1. Transfection in Clinical Storage Solutions
   The optimized mRNA-LNP formulation, composed of the ionizable lipid NTX-001, structural phospholipid POPC, and 0.5% DMG-PEG2000, achieved high transfection efficiency in plasma and PAS70:30. Compared to prior formulations, transfection efficiency improved 3.3-fold in PAS70:30 and 4.1-fold in plasma.

2. Platelet Functional Stability and Storage
   Transfected platelets retained similar coagulation ability and morphology compared to non-transfected controls. During storage, platelets maintained mRNA expression and functionality without significant differences between transfected and non-transfected platelets. At room temperature, mRNA expression increased over the first week, while platelets at 4°C showed peak expression on day one, which declined gradually but remained detectable up to 14 days.

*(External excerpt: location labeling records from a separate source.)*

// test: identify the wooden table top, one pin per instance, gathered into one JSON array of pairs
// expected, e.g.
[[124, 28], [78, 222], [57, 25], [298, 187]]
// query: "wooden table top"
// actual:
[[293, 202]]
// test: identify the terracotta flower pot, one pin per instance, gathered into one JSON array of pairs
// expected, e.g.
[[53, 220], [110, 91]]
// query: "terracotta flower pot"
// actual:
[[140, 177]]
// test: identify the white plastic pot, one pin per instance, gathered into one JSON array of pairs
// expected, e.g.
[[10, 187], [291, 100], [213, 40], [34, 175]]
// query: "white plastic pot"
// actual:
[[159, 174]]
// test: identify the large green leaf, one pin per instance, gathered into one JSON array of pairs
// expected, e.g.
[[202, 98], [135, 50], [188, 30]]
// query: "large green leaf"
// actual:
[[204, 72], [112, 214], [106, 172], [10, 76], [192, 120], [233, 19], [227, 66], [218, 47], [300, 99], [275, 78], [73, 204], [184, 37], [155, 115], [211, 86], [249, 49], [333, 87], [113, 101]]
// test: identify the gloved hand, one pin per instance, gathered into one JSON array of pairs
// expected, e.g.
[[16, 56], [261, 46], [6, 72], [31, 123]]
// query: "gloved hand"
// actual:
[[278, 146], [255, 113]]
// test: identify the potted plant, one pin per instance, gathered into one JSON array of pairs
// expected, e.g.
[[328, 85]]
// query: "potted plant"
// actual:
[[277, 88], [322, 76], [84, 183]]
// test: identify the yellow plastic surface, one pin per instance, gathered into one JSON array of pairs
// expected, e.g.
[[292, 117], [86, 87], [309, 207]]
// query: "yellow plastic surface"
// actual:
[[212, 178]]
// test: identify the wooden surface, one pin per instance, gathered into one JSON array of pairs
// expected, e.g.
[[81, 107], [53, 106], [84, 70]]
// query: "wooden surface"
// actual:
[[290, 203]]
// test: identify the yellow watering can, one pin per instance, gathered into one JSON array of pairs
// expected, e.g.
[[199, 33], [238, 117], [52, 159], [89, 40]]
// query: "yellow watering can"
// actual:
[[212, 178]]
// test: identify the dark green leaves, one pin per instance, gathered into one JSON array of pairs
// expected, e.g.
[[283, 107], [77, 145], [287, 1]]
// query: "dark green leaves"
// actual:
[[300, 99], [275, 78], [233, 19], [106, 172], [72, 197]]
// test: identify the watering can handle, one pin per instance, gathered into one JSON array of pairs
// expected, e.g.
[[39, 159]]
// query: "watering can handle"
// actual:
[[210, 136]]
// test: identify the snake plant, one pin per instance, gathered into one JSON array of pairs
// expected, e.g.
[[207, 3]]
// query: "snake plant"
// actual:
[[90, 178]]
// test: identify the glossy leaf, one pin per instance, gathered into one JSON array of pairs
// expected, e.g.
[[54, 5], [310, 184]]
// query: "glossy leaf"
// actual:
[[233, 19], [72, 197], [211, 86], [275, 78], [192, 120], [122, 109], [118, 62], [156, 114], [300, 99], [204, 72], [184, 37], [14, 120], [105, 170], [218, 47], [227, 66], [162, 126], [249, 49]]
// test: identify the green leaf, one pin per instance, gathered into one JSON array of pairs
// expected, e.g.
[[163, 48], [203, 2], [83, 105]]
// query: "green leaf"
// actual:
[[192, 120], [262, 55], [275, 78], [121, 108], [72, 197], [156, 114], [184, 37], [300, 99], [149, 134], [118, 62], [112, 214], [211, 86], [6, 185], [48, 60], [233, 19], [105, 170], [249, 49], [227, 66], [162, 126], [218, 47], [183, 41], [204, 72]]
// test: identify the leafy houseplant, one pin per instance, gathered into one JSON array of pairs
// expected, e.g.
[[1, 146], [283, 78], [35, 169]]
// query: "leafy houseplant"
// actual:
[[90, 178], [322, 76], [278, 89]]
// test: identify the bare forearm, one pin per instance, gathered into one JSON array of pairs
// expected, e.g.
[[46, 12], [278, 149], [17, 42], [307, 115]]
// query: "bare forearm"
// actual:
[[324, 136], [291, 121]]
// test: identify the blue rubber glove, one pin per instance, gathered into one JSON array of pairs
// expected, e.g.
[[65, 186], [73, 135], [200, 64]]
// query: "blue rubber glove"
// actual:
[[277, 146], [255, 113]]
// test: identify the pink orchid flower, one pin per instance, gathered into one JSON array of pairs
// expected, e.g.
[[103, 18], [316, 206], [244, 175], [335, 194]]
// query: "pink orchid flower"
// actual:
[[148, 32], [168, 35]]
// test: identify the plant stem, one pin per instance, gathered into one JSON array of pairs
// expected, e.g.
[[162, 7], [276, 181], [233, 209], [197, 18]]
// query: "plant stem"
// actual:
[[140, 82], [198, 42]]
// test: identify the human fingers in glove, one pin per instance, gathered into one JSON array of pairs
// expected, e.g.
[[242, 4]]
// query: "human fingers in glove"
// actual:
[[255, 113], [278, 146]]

3. Scalability of Transfection
   mRNA-LNP transfection technology was scalable to both physiological (250 × 10^6/mL) and supraphysiological (800 × 10^6/mL) platelet concentrations. Transfected platelets maintained normal activation and aggregation profiles, even at the higher platelet concentrations used in transfusion settings.

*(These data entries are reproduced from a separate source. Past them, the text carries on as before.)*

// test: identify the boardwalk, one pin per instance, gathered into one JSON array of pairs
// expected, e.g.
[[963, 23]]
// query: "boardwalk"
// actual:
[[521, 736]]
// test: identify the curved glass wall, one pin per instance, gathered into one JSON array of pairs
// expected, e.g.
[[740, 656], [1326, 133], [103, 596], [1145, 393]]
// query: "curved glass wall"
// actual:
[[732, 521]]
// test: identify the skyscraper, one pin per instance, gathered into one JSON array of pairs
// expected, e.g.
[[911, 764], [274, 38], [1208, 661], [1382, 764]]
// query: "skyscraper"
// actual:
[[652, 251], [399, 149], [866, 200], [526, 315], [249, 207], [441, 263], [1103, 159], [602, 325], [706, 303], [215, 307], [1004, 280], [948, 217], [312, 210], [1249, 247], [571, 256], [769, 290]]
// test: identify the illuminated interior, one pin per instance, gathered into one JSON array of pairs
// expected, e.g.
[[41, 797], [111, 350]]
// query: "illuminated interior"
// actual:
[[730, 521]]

Conclusions and Implications

This study successfully developed an mRNA-LNP system capable of directly transfecting platelets in plasma and PAS storage solutions, compatible with current blood banking practices. This technology has promising potential to expand clinical platelet therapies, such as engineering platelets to express antifibrinolytic factors or anti-cancer agents. Additionally, the study lays the groundwork for future development of mRNA-LNP-based platelet products and cell therapies.

Research Highlights

1. Innovative Approach: The study is the first to facilitate direct transfection of platelets in clinical-grade plasma and PAS solutions, overcoming the limitations of non-clinical crystalloid storage systems.
2. Clinical Potential: The compatibility of the optimized mRNA-LNP system with blood storage practices allows practical implementation in healthcare settings.
3. Scalability and Stability: The study demonstrates successful transfection of platelets at physiological and transfusion-relevant concentrations, with stable functionality during storage.

Additional Insights

The study investigated how different lipid components affected transfection efficiency. Notably, the saturation state of structural phospholipids and the molar ratio of PEGylated lipids significantly influenced transfection efficacy. Plasma proteins like albumin were found to stabilize platelets and reduce activation during the transfection process.

This research represents a significant step forward in platelet gene engineering and cell therapy, offering broad scientific and clinical applications.